Why is NATO suddenly so united? The Biden administration has cleverly communicated to each country that "they may be next" on Putin's list of countries to invade. Nothing motivates a country like fear, and it is little wonder that nations want NATO's Article V protection, which states that an attack on one nation is an attack on all members. Socially-liberal democracies would love for other NATO countries to assume the cost of their defense.
But here is the catch that Zakaria never questioned. There is no evidence that Putin intended to expand his attacks to countries other than Ukraine. Putin has been fighting a war since 2014 when he annexed Crimea from Ukraine and lost a coveted G8 spot among the world nations as a penalty. America had a huge hand in the Maidan revolution in Kyiv that triggered the then Moscow-friendly Ukraine government's collapse. Besides, as the grinding war in Ukraine has shown, Putin does not have the military might to annex and hold other NATO countries.
Biden also conveniently missed mentioning why Putin attacked Ukraine in the first place. Zelenskky's unforced error was to fall for Biden's neocon foreign policy team, which aggressively pushed Ukraine to abandon neutrality and align with America for security assurances. Zelensky knew the risks of such a move, given Putin's repeated grievances expressed since 2014. Russia did not want next-door Ukraine to become weaponized by the West and be part of NATO.
Yet, on November 10, 2021, the US and Ukraine did what Putin had fought against since the Munich Conference in 2008. They signed a strategic agreement with an entire section devoted to countering future Russian aggression. It outlined how the U.S. would step up weapons delivery to Ukraine, currently running to nearly $120 billion.
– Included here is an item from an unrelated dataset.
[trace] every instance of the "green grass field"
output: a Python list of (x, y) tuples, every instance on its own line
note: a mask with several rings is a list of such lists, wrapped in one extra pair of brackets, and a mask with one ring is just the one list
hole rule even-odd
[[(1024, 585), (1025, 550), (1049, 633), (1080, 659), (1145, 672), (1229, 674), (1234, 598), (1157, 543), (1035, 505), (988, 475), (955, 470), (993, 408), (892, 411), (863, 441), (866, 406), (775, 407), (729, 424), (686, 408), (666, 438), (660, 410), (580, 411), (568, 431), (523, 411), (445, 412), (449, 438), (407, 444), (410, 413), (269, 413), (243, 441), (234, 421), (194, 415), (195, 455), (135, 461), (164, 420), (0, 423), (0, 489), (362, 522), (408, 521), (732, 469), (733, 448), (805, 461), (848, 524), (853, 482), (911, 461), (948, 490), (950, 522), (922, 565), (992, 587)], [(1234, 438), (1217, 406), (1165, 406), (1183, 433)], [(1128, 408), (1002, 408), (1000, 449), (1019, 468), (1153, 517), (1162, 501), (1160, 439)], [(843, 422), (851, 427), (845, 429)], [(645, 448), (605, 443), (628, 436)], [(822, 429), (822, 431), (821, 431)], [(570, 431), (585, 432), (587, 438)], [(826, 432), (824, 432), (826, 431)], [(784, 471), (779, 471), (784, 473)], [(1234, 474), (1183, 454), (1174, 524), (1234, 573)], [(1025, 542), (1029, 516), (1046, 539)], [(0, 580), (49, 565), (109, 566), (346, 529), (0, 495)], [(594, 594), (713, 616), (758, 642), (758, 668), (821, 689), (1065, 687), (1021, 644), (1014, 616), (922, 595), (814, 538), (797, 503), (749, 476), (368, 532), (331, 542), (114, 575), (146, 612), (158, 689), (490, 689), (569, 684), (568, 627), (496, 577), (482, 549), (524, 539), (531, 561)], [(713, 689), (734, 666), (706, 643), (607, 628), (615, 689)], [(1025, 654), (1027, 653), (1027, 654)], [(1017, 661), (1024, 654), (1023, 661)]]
It specified how Ukraine's integration into "Euro-Atlantic institutions are concurrent priorities," as evidenced by Zelenskyy having dinner with President Biden in Vilnius at the NATO summit.
Zakaria questioned Biden about sending cluster munitions when, in a rare moment of candor, Biden agreed that "the Ukrainians are running out of ammunition," - an admission that the war is not going well despite the substantial resources that America and her allies have poured into Ukraine. The veteran journalist never asked Biden about the costs of war.
Millions of refugees from Ukraine have resettled across Europe, the largest migration since World War II, and many are finding it hard to adjust to life in foreign lands. The influx has severely strained the budgets of destination countries, causing labor strife and a lowering of living standards.
Weaned off of Russian energy, Europe is facing an energy crisis like never before. Germany is in a recession, and the world's environmental leader has begun restarting coal plants. The Bank of England has had to raise interest rates to the highest in decades.
The shift in the geopolitical center of gravity is unmistakable. China and Russia have drawn closer. BRICS, which now consists of Brazil, Russia, India, China, and South Africa, met in Cape Town last month. Iran, Saudi Arabia, the United Arab Emirates, Cuba, the Democratic Republic of Congo, Comoros, Gabon, and Kazakhstan sent representatives interested in joining the bloc. There are rumors that the alliance will launch a currency to rival the dollar.
We will leave cataloging the Biden administration's legacy to historians, but the 46th President has been utterly reckless and brought the world closer to World War III. Rather than engage in diplomacy 500 days into the war, he continues to escalate the conflict by expanding NATO and pushing Russia, the world's greatest nuclear power, into a corner.
Zakaria had a rare opportunity to aggressively question the leader of the free world. He squandered it.